Because of his new found success, Quenton's basketball coach Jim Cinnamon decides to sign a contract with the prestigious Miami Senior High School. Replacing Cinnamon is the track coach Bob Bickerstaff. Inexperienced in coaching basketball and hard headed, Bickerstaff forced the team to play a rigid style of basketball that was highly inefficient and ineffective. After losing several games in a row, Quenton gets frustrated one game and decides to lead the team in rebellion on the court against Coach Bickerstaff's gameplan. Though the team immediately begins to have success with Quenton's leadership, the prideful coach sets Quenton on the bench. His team loses the game, and Bickerstaff cuts Quenton from the team for subordination. Quenton can't believe it, but because of this trial, he invests himself in running and finally realizes where his true strengths are.
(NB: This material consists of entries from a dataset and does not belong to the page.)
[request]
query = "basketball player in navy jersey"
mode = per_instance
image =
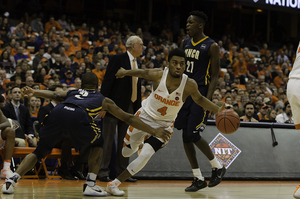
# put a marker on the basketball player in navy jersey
(202, 65)
(74, 117)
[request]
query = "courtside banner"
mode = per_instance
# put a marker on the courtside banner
(276, 3)
(224, 150)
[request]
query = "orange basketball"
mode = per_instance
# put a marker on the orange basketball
(227, 121)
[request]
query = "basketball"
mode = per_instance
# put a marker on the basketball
(227, 121)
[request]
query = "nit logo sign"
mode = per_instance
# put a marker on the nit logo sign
(224, 150)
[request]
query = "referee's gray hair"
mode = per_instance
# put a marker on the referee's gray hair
(131, 40)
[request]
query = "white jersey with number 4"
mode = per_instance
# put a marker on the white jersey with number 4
(161, 105)
(295, 73)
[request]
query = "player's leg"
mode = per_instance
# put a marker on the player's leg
(90, 188)
(218, 170)
(45, 146)
(293, 96)
(132, 141)
(151, 145)
(8, 135)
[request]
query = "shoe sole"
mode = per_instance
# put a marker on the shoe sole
(222, 174)
(114, 194)
(88, 194)
(201, 187)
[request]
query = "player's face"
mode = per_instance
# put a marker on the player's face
(177, 66)
(193, 26)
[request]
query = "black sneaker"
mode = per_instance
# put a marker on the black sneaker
(216, 176)
(196, 185)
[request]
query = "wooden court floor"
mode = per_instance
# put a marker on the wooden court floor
(158, 189)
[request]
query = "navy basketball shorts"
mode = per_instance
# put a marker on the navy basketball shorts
(192, 119)
(70, 120)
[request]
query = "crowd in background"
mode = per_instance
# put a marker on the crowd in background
(57, 52)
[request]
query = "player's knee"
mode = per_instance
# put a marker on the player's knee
(190, 137)
(127, 152)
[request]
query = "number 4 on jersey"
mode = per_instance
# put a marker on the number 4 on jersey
(163, 110)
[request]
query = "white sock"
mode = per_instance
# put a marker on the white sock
(91, 179)
(197, 173)
(215, 163)
(6, 165)
(115, 182)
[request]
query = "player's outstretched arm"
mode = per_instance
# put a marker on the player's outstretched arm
(192, 89)
(110, 106)
(53, 95)
(149, 74)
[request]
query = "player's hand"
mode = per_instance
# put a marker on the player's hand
(120, 73)
(29, 139)
(221, 108)
(163, 134)
(102, 114)
(27, 91)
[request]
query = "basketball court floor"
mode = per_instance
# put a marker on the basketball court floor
(158, 189)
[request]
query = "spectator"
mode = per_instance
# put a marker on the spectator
(228, 100)
(5, 62)
(66, 68)
(57, 64)
(3, 81)
(63, 23)
(77, 83)
(29, 81)
(20, 33)
(262, 114)
(286, 116)
(249, 112)
(264, 50)
(20, 54)
(252, 69)
(33, 110)
(69, 79)
(75, 46)
(239, 67)
(37, 24)
(272, 115)
(225, 61)
(17, 111)
(52, 23)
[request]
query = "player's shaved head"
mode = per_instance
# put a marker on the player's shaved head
(200, 15)
(89, 81)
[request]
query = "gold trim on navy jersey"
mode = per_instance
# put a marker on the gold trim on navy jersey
(93, 112)
(207, 76)
(194, 44)
(202, 119)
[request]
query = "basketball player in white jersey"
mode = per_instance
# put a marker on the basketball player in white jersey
(170, 89)
(293, 96)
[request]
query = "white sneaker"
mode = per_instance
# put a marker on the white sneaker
(8, 186)
(140, 148)
(114, 190)
(93, 191)
(6, 173)
(297, 192)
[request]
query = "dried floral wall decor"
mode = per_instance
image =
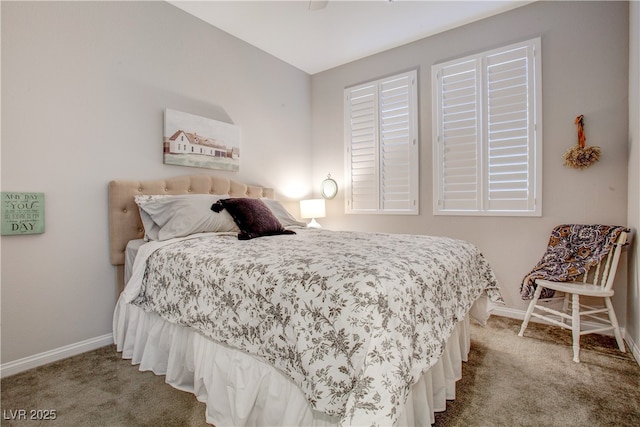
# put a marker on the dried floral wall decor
(581, 156)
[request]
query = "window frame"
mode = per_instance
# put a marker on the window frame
(411, 155)
(532, 204)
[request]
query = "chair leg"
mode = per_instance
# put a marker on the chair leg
(614, 323)
(532, 305)
(565, 305)
(575, 326)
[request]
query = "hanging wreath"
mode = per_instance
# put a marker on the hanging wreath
(581, 156)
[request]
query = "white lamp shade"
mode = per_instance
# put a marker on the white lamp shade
(312, 208)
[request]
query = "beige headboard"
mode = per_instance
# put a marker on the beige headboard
(124, 218)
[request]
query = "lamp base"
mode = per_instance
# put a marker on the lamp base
(314, 224)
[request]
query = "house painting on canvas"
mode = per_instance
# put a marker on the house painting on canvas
(196, 141)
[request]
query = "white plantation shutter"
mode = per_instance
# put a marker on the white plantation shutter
(487, 133)
(381, 146)
(458, 140)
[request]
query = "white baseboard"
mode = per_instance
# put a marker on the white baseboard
(519, 314)
(20, 365)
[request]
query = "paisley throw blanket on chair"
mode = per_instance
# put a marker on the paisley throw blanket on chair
(572, 250)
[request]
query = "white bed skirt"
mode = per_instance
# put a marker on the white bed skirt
(242, 390)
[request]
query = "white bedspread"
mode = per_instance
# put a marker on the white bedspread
(353, 319)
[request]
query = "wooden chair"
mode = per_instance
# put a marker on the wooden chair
(596, 284)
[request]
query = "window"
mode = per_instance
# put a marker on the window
(487, 124)
(381, 143)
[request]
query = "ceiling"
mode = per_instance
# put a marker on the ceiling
(337, 31)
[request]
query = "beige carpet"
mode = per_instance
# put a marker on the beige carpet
(508, 381)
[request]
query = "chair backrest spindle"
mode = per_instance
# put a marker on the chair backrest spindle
(612, 262)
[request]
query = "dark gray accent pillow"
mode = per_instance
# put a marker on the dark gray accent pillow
(252, 216)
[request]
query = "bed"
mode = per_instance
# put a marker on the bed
(272, 323)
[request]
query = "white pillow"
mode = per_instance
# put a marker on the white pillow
(185, 214)
(280, 212)
(151, 229)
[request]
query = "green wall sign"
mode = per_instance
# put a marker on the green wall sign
(22, 213)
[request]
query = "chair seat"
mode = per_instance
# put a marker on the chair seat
(587, 289)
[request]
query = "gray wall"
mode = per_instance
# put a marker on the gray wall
(585, 71)
(633, 294)
(84, 87)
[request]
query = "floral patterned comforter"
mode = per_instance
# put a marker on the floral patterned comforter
(352, 318)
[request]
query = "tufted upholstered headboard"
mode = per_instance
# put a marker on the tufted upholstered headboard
(124, 218)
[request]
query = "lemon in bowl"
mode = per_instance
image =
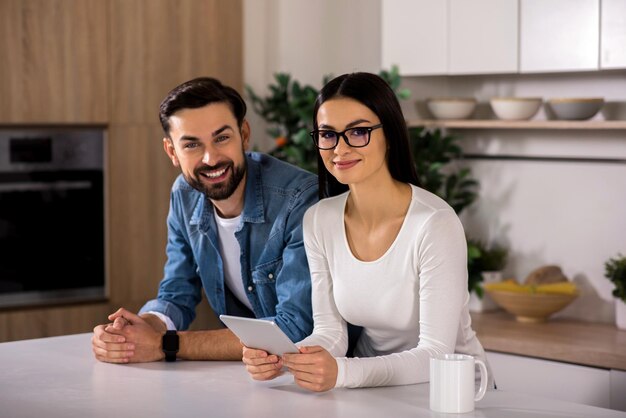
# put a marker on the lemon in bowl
(532, 303)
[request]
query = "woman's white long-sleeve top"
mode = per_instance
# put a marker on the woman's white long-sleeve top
(412, 302)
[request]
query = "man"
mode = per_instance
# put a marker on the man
(234, 231)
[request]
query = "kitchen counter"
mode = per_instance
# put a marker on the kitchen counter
(566, 340)
(59, 377)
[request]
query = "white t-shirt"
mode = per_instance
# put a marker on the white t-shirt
(231, 254)
(412, 302)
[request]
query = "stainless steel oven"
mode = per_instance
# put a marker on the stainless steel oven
(51, 216)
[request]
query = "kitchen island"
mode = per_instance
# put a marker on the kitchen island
(59, 377)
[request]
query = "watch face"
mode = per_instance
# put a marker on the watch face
(170, 345)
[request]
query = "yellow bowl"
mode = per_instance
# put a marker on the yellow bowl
(531, 307)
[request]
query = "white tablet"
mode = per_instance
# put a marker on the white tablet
(260, 333)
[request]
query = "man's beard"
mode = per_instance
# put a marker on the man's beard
(221, 190)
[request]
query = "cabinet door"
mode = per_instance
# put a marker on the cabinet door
(613, 34)
(559, 35)
(414, 36)
(483, 36)
(54, 59)
(551, 379)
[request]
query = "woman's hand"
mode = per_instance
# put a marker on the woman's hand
(314, 368)
(261, 365)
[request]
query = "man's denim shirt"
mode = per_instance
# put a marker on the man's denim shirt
(274, 268)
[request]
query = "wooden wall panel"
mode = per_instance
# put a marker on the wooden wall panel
(139, 182)
(158, 44)
(54, 61)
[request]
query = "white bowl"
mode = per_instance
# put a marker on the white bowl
(451, 107)
(515, 108)
(575, 108)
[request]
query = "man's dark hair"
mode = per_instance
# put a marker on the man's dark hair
(200, 92)
(373, 92)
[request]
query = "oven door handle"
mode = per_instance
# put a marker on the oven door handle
(45, 186)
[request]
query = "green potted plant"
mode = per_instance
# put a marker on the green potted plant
(615, 271)
(484, 265)
(435, 155)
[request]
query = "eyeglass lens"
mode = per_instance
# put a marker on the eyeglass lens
(356, 137)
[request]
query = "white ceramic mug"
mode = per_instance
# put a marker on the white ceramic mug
(452, 383)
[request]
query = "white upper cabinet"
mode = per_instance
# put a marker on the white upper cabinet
(613, 34)
(559, 35)
(483, 36)
(415, 36)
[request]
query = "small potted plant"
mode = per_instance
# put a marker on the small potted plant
(615, 271)
(485, 264)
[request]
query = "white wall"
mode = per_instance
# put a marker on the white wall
(548, 212)
(565, 213)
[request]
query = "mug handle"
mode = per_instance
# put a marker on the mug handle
(483, 380)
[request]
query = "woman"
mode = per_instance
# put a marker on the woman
(383, 253)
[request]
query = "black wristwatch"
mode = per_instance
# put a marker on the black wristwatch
(170, 345)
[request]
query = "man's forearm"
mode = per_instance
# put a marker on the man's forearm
(219, 344)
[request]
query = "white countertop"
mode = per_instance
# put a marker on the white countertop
(59, 377)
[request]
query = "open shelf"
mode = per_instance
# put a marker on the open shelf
(519, 124)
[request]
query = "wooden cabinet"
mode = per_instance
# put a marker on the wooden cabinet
(112, 62)
(483, 36)
(54, 61)
(613, 34)
(559, 35)
(415, 36)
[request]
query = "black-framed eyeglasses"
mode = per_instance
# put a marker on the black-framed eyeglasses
(358, 137)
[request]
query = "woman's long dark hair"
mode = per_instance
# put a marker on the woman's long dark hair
(373, 92)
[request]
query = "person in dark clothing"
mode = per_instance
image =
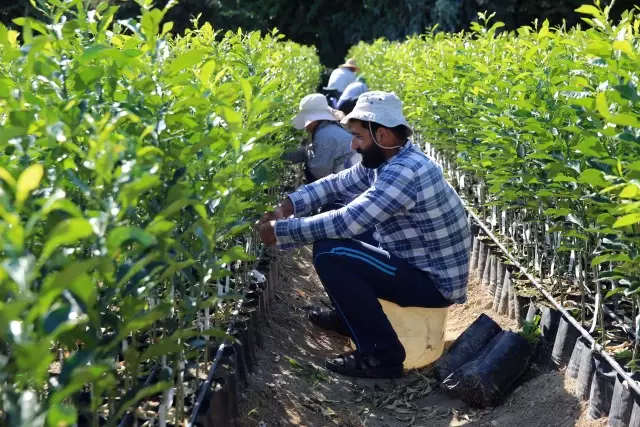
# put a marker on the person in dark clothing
(420, 252)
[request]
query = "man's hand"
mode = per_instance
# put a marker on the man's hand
(283, 211)
(267, 217)
(267, 232)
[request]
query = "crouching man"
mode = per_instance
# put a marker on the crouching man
(420, 256)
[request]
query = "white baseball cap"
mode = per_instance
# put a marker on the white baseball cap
(312, 108)
(384, 108)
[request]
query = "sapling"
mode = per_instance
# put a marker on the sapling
(531, 331)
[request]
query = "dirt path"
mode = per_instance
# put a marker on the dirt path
(292, 387)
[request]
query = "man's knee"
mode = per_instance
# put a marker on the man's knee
(324, 249)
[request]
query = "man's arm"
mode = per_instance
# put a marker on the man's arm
(394, 191)
(311, 197)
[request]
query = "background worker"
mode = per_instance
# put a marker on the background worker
(421, 229)
(340, 78)
(350, 96)
(330, 148)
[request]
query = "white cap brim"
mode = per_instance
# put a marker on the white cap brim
(390, 120)
(303, 118)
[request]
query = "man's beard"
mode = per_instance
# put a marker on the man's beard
(372, 157)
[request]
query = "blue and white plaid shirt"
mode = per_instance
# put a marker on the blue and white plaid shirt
(417, 215)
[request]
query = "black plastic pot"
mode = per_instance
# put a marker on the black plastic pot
(503, 305)
(218, 414)
(473, 261)
(482, 259)
(483, 381)
(565, 343)
(621, 403)
(549, 322)
(497, 294)
(240, 331)
(604, 380)
(576, 357)
(635, 413)
(466, 346)
(532, 311)
(585, 374)
(521, 307)
(486, 272)
(227, 375)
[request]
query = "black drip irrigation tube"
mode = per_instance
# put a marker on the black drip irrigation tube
(217, 401)
(600, 379)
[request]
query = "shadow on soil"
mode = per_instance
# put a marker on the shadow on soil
(291, 386)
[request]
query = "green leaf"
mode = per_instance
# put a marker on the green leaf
(627, 220)
(624, 46)
(6, 177)
(28, 181)
(589, 10)
(187, 60)
(136, 395)
(159, 227)
(631, 191)
(610, 258)
(206, 71)
(165, 347)
(594, 178)
(121, 235)
(601, 104)
(625, 120)
(66, 232)
(613, 292)
(62, 416)
(131, 192)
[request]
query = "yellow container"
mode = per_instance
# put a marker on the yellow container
(421, 332)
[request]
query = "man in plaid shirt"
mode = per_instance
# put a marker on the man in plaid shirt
(420, 256)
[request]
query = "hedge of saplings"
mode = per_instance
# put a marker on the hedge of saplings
(133, 164)
(540, 131)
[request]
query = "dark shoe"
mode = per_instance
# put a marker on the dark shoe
(329, 320)
(355, 364)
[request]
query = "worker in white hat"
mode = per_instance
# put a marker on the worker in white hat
(330, 149)
(342, 76)
(423, 238)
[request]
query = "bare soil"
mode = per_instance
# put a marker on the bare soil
(291, 387)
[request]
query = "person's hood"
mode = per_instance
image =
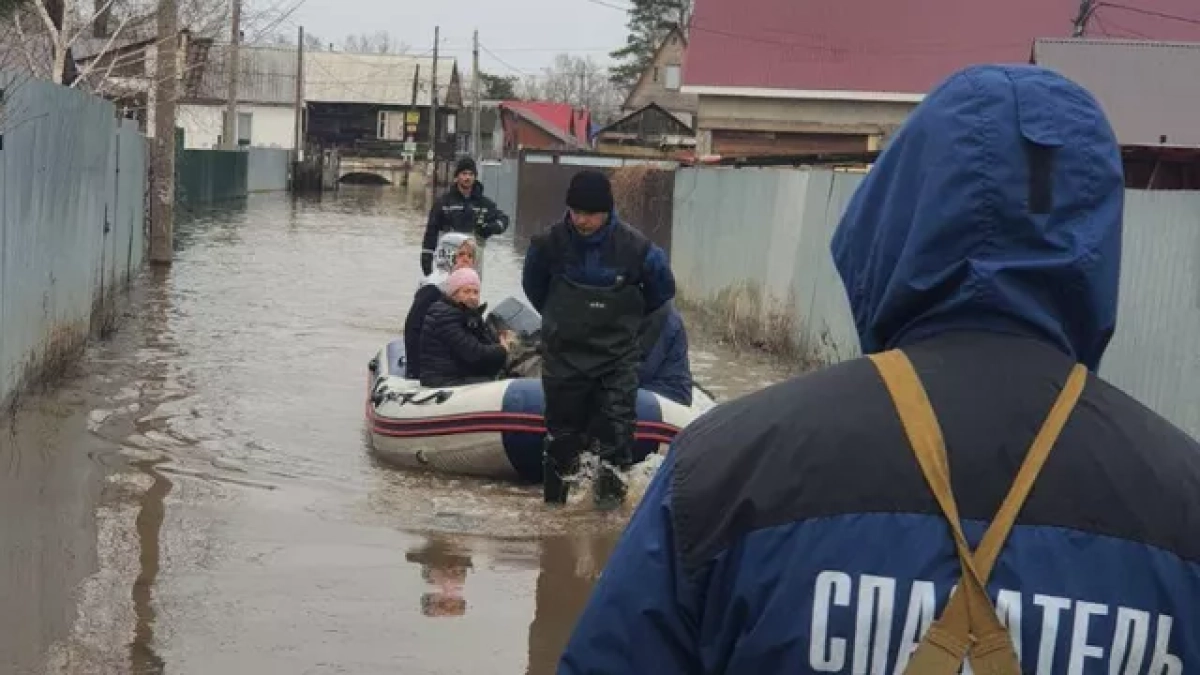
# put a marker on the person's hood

Quenton puts all his heart and soul into preparing for the track season if only to spite Coach Bickerstaff. Though he had been successful in cross country in the past, Quenton had never dedicated himself to running like he had basketball. That all changed with his being kicked off the team. He eventually runs fast enough to qualify for the state meet in the mile, but the week before the race, tragedy strikes: Trapper Nelson is arrested for the murder of a moonshiner named Lew Gene Harvey. The preliminary hearing for his case is going to be the day of the State meet. Though Trapper tells him he should run the meet, Quenton finds himself in a personal dilemma because he wants to be there in the courthouse to support his friend and mentor. Trapper doesn't want to Quenton to miss his race and is able to cut a deal with the police to help find the true murderers of the moonshiner. Without the case distracting him, Quenton is able to focus on preparing for the state meet. In the state race, Quenton comes from behind to beat the runner seated favorite to win the race and becomes the state champion in the mile. After the race is over, Quenton is introduced to Ben Cornwall, the head track coach at Southeastern University. Quenton is given a scholarship to Southeastern University, packs his things, and moves into Doobey Hall, where the events of Once a Runner begin.